PostAuthor: Anthea » Tue Aug 03, 2021 9:11 pm

Shingal should be a governorate

Kurdistan Region President Nechirvan Barzani said he supports making the Shingal region its own province, a move that would give the area more control over its affairs

“We reiterate our full support for Shingal to turn into a governorate and we will continue to cooperate with Iraq’s Federal Government on this important subject,” read a statement from Barzani on the seventh anniversary of the genocide committed by the Islamic State group (ISIS) against Yazidis.

    On 3 August, 2014 - 7 years ago today - ISIS militants took over the district of Shingal, committing genocide against the Yazidi minority
Thousands fled their homes as the militants systematically killed men and older women, and enslaved younger women and children. In the first days of the genocide, 1,293 people were killed and 6,417 people were abducted.

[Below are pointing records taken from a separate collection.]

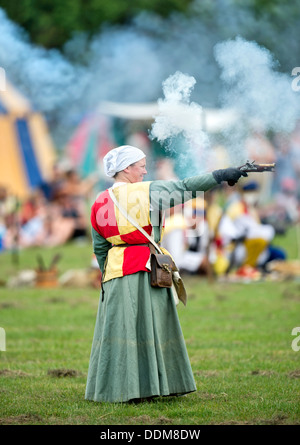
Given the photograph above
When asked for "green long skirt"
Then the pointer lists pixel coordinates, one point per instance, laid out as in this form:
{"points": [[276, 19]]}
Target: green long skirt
{"points": [[138, 349]]}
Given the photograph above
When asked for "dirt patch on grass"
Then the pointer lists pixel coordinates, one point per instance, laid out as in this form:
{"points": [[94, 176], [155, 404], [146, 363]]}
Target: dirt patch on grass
{"points": [[22, 419], [207, 373], [262, 372], [61, 372], [294, 374], [13, 373], [147, 420]]}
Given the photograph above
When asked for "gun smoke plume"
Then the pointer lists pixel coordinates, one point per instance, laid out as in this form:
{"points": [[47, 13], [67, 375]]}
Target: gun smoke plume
{"points": [[134, 63]]}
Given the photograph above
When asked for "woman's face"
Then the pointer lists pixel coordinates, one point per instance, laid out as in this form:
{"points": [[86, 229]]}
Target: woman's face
{"points": [[137, 171]]}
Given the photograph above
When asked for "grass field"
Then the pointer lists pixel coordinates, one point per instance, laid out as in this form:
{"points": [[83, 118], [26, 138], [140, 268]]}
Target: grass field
{"points": [[238, 338]]}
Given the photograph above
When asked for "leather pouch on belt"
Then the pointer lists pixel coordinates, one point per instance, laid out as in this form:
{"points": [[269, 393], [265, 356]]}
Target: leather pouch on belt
{"points": [[161, 270]]}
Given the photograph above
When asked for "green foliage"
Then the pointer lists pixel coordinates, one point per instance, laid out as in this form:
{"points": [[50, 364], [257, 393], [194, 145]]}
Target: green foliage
{"points": [[51, 23]]}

Today, around 3,000 people are still missing, according to statistics from the NGO Joint Help for Kurdistan.

Thousands of Yazidis are still living in camps, unable to return to their homes because of lack of reconstruction, services, and security.

In March, the Iraqi parliament passed a survivor bill that offers reparations for women who suffered under ISIS. The law applies to Yazidis and other ethnic and religious minorities.

Barzani urged the Iraqi government to implement the bill that guarantees employment opportunities by allocating them two percent of public sector jobs, along with a fixed salary and land.

“Our Yazidi sisters and brothers faced unimaginable cruelty at the hands of ISIS terrorists seven years ago. They rightly expect all of us to help them resolve their difficulties, heal their wounds and live in peace and harmony,” said Barzani.

Government officials and diplomats are publishing statements in commemoration.

“It is our duty to do justice to the victims and compensate them. And we must urgently assist the displaced to return and rebuild Shingal,” said Iraqi President Barham Salih.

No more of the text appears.